Rechtliche Beurteilung

[5] Der außerordentliche Revisionsrekurs des Vaters, der sich ausschließlich gegen die Festlegung der hauptsächlichen Betreuung im Haushalt der Mutter richtet, ist mangels Aufzeigens einer erheblichen Rechtsfrage iSd § 62 Abs 1 AußStrG nicht zulässig und daher zurückzuweisen.

[6] 1. Sind beide Elternteile mit der Obsorge betraut, hat das Gericht dann, wenn sie nicht in häuslicher Gemeinschaft leben und keine Vereinbarung schließen, gemäß § 180 Abs 2 ABGB festzulegen, in wessen Haushalt das Kind hauptsächlich betreut wird.

[7] Die Festlegung, welchem Elternteil die hauptsächliche Betreuung zukommen soll, hat sich am Kindeswohl zu orientieren (vgl RS0128811) und hängt von den Umständen des Einzelfalls ab (RS0130918 [T3], RS0115719 [T14]).

[8] 2. Der Revisionsrekurs geht von der Annahme aus, dass eine gleichteilige Betreuung gegeben sei (Doppelresidenz- bzw Wechselmodell), weswegen im Sinn der Entscheidungen des Verfassungsgerichtshofs zu G 152/2015 und des Obersten Gerichtshofs zu 6 Ob 149/16d, 9 Ob 82/16y ua (RS0130981, RS0130918) die Festsetzung des Hauptaufenthalts lediglich nomineller Anknüpfungspunkt für andere (vor allem verwaltungsrechtliche) Rechtsfolgen sei. Daher hätten die Vorinstanzen hinterfragen müssen, von welchem Elternteil diese Aufgaben bislang wahrgenommen worden seien und wer auch zukünftig dafür geeignet sei. Überdies hätte die lediglich nominelle Anknüpfung beim „Domizilelternteil“ im Spruch zum Ausdruck gebracht und das Aufenthaltsbestimmungsrecht nach § 162 Abs 2 ABGB ausgenommen werden müssen.

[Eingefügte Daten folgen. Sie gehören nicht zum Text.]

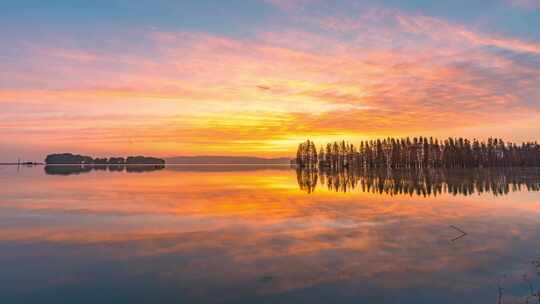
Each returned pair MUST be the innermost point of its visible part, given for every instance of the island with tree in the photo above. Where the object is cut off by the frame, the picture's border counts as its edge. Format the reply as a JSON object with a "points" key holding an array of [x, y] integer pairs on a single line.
{"points": [[421, 152]]}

[9] 3. Ausgangspunkt dieser Rechtsprechung ist die Frage, ob und wie § 180 Abs 2 ABGB für Fälle der zeitlich gleichteiligen Betreuung verfassungskonform interpretiert werden kann.

[10] Diese Konstellation liegt hier jedoch nicht vor. Zwar kommt dem Vater ein umfangreiches Kontaktrecht zu, in erster Linie lebt die Minderjährige jedoch im Haushalt der Mutter und wird von dieser mehr als die Hälfte der Zeit betreut, sodass es folglich nicht nur einen nominellen, sondern einen tatsächlichen „hauptsächlichen Aufenthalt“ gibt (vgl 1 Ob 94/14a). Eine Präzisierung bzw Einschränkung des Spruchs ist daher zu Recht unterblieben.

[11] Im Übrigen gelingt es dem Revisionsrekurs nicht, durch die bloß einseitige Hervorhebung der Leistungen des Vaters im Zusammenhang mit „Behördenwegen“ und sonstigen organisatorischen und medizinischen Belangen sowie (behaupteten) Versäumnissen der Mutter in diesen Bereichen eine Gefährdung des Kindeswohls und Unvertretbarkeit der Entscheidung des Erstgerichts aufzuzeigen, den hauptsächlichen Aufenthalt endgültig bei der Mutter in Wien festzulegen, wo die Minderjährige bereits überwiegend betreut wird und auch städtische Betreuungsleistungen in Anspruch nimmt.

[12] 4. Im Ergebnis erfüllt der außerordentliche Revisionsrekurs des Vaters nicht die Voraussetzungen des § 62 Abs 1 AußStrG und ist daher zurückzuweisen.

[13] Die entgegen § 72 Abs 2 AußStrG eingebrachte Revisionsrekursbeantwortung ist ebenfalls zurückzuweisen. Ein Kostenersatz ist schon durch § 107 Abs 5 AußStrG ausgeschlossen.